On May 11, 2011, Al Jazeera conducted a phone interview with my friend the writer and Syrian rights activist Najati Tayyara. In that interview, my friend spoke with complete candor about the brutal, bloody practices of the Syrian regime’s apparatuses against peaceful protestors demanding freedom and democracy.
That evening, I wrote on my Facebook page that the Syrian regime would arrest Najati Tayyara on that day or the next. I added that I was writing that so that perhaps the Syrian regime would delay his arrest just to annoy me or prove me a liar, since it would be an opportunity for the regime to prove that I was an uninformed opposition journalist who hadn’t mastered the art of verifying his stories.
Unfortunately, the regime didn’t disappoint me. Najati Tayyara was arrested the next day, May 12 (Ayar 12), by three elements from the political security branch in the city of Homs, after the investigating judge lodged against him the two accusations now being widely used against any democratic protestor: spreading false reports and weakening national sentiment.
I’ve been expecting Najati’s arrest for years, ever since he became the Vice President of the Syrian Organization for Human Rights in Syria. So in the year 2005, days before I went to Sweden, I asked him to write me a brief biography about himself in Arabic and English.

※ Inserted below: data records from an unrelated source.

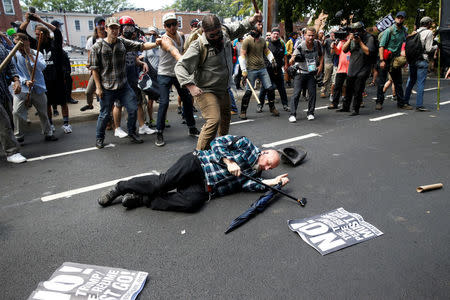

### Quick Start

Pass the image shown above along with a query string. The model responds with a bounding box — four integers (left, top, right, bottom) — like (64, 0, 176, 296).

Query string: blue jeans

(157, 75, 195, 132)
(404, 60, 428, 108)
(96, 84, 137, 139)
(246, 68, 273, 92)
(228, 88, 238, 112)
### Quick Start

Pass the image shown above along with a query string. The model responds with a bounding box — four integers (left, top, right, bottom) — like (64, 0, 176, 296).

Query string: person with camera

(403, 16, 437, 112)
(338, 22, 376, 115)
(376, 11, 411, 110)
(288, 27, 323, 122)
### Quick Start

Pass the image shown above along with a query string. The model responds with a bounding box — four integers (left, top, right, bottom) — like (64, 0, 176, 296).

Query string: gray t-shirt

(347, 32, 376, 77)
(323, 38, 334, 64)
(293, 40, 322, 74)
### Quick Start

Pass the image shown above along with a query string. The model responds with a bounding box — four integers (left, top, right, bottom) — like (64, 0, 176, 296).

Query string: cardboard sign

(288, 208, 383, 255)
(27, 262, 148, 300)
(376, 14, 395, 32)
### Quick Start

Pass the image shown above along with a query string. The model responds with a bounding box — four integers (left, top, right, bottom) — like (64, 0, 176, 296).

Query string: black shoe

(121, 193, 144, 209)
(155, 132, 165, 147)
(283, 105, 289, 111)
(129, 133, 144, 144)
(96, 138, 104, 149)
(349, 111, 360, 116)
(98, 185, 122, 207)
(45, 135, 58, 141)
(53, 110, 59, 116)
(337, 108, 350, 112)
(16, 137, 24, 143)
(328, 104, 338, 109)
(177, 106, 182, 114)
(80, 104, 94, 111)
(68, 98, 79, 104)
(189, 127, 200, 137)
(416, 106, 428, 112)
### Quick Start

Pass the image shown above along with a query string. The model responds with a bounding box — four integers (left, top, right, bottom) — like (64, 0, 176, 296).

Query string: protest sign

(27, 262, 148, 300)
(376, 14, 395, 32)
(288, 208, 383, 255)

He asked me the reason for my request, and I told him, “I expect you’ll be arrested at any moment, and I want to have accurate information so that the bureaucracies of concerned international organizations won’t get any detail wrong when it comes to demanding your release.”
Fortunately, International PEN wasn’t bureaucratic, and it released its statement concerning Najati Tayyara five days after his arrest. But after that, “the situation fell asleep,” as they say, although Najati himself is still hardly getting a good sleep.
Soon after his arrest, they transferred him to Homs Central Prison, where they put him in a group cell that includes around 350 criminal—not political—prisoners. Yes, all prisons in Syria are that crowded.
Two weeks after his arrest, three lawyers in the pay of the regime submitted a lawsuit that included additional accusations against Najati Tayyara—accusations that could lead him to the hangman’s noose. On top of that Najati is exposed to the risk of an organized assault in prison: the authorities have turned him over to one of the criminal prisoners, who has given him a violent beating, within sight and sound—and with the tacit approval—of the prison administration. This is a method that the authorities have frequently resorted to with other political prisoners in Adra Prison in Damascus, as a way to attempt to scare political prisoners or take revenge on them.
When the Al Jazeera announcer asked him about the number of protestors in Syria, which are said to be relatively few compared to Tunisia and Egypt, for example, Najati replied: Every Syrian citizen who goes out to demonstrate, amid tanks and a hail of bullets, is equal to a thousand citizens in a country that allows people to go out into the streets peacefully.
I should point out here that the number of victims of the Syrian uprising, four and a half months after it began, is now close to three thousand—that is, around three times the number of victims in the Tunisian and Egyptian uprisings, where we didn’t see military helicopters being deployed, or cannons and tanks making their way through the streets, and smashing residential districts in a number of cities and villages.
I feel pain for my friend Najati Tayyara, and he and I both feel pain for the thousands of martyrs and approximately 14,000 detainees—a quarter of whom are counted among the missing. But I am trying to find consolation for myself in what Najati Tayyara said before his arrest, in his speech before tens of thousands thronging in al-Sa’a al-Jadida Square in Homs: “From now on, it doesn’t matter to me if I am arrested or die a martyr. Young people of the uprising, I thank you, because you have let me taste freedom after sixty years of living.”